WASHINGTON (AP) — President Barack Obama is lobbying business and labor groups to support $1.6 trillion in new revenue to avoid an impending fiscal cliff, telling the two sides he remains committed to requiring the wealthy to pay more in taxes.
Obama was meeting Wednesday with about a dozen business executives as the White House and Congress face a series of expiring tax cuts and across-the-board spending cuts scheduled to take effect because lawmakers failed to reach a deal to reduce the federal debt. Business groups want an agreement before the end of the year, warning that the uncertainty could roil the financial markets and harm the economic recovery.

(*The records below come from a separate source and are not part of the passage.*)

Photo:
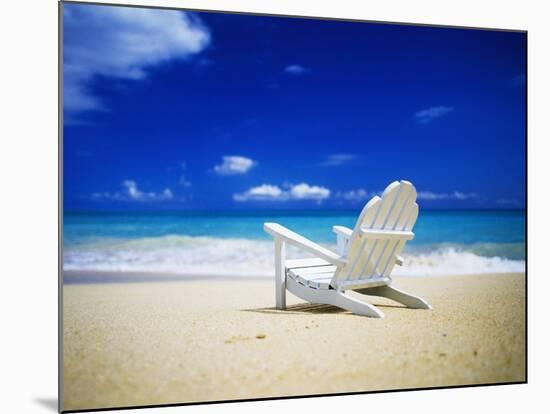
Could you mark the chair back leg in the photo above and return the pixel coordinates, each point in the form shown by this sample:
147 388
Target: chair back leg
280 276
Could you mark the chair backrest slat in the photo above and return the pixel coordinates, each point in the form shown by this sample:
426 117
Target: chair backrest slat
368 258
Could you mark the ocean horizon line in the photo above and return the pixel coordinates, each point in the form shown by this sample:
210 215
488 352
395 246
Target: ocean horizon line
273 211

White House press secretary Jay Carney said the president would bring to the table a proposal for $1.6 trillion in new taxes on business and the wealthy when he begins discussions with congressional Republicans, a figure that Obama outlined in his most recent budget plan. The targeted revenue is twice the amount Obama discussed with Republican leaders during debt talks during the summer of 2011.
Carney said the figure, combined with $1.1 trillion in spending cuts already signed into law, would reduce deficits by $4 trillion.
The White House meeting with CEOs follows a gathering of labor leaders and liberal groups Tuesday in which participants said Obama remained clear that he would push for his campaign pledge of making the wealthiest Americans pay more in taxes.
"We're prepared to stand up to make sure there is shared sacrifice here, so the rich actually start paying their fair share and the middle class don't get soaked for that," said AFL-CIO President Richard Trumka.
Obama was expected to speak in greater detail on the year-ending lame-duck session of Congress at a White House news conference Wednesday. Failure to act would lead to spending cuts and higher taxes on all Americans, with middle-income families paying an average of about $2,000 more next year, according to the nonpartisan Tax Policy Center.
Sen. Dick Durbin of Illinois, part of the Democratic leadership team, said Wednesday that many "many Republicans believe now is the time to sit down and talk more revenue." Durbin said the number of GOP lawmakers in the Senate willing to work toward accommodation now totals 20.
But Durbin also said "there is a great distance" between Republicans in the House and Senate, "and basically it comes down to the question of whether Speaker (John) Boehner is willing to look for a bipartisan solution."
Durbin told MSNBC he thinks lawmakers should "use this fiscal cliff" to resolve a problem that has plagued Congress for four years.
The president pledged to raise taxes on the rich during his first term but backed off his stance in late 2010 after Republicans seized control of the House in the midterm election. During his meeting with labor leaders, Obama said he was not going to bend on letting tax cuts expire for top wage earners, according to a participant in the meeting who spoke on the condition of anonymity to discuss the private session. The president said the tax issue was clear during the election and said he had extended those enacted during the George W. Bush administration once and would not do so again, the participant said.
The CEOs have urged Congress to extend the Bush-era tax cuts until a tax overhaul can be reached and prevent the spending cuts from taking place. The executives say the uncertainty over the fiscal cliff is hurting the nation's business climate and preventing hiring.
Obama will meet with several CEOs, including the heads of Aetna, Honeywell, Wal-Mart, Procter & Gamble and Ford.
The participants include members of the Campaign to Fix the Debt, a group founded by Alan Simpson and Erskine Bowles that has pushed for a long-term plan to fix the nation's debt and deficits.
Simpson, a former Wyoming senator, and Bowles, a former White House chief of staff, served as co-chairs of Obama's bipartisan National Commission on Fiscal Responsibility and Reform, which proposed $3 in spending cuts for every $1 in additional revenues.
Among the CEOs attending the meeting are General Electric CEO Jeff Immelt, who chairs Obama's jobs council, and American Express CEO Kenneth Chenault and Xerox CEO Ursula Burns, who are members of the council.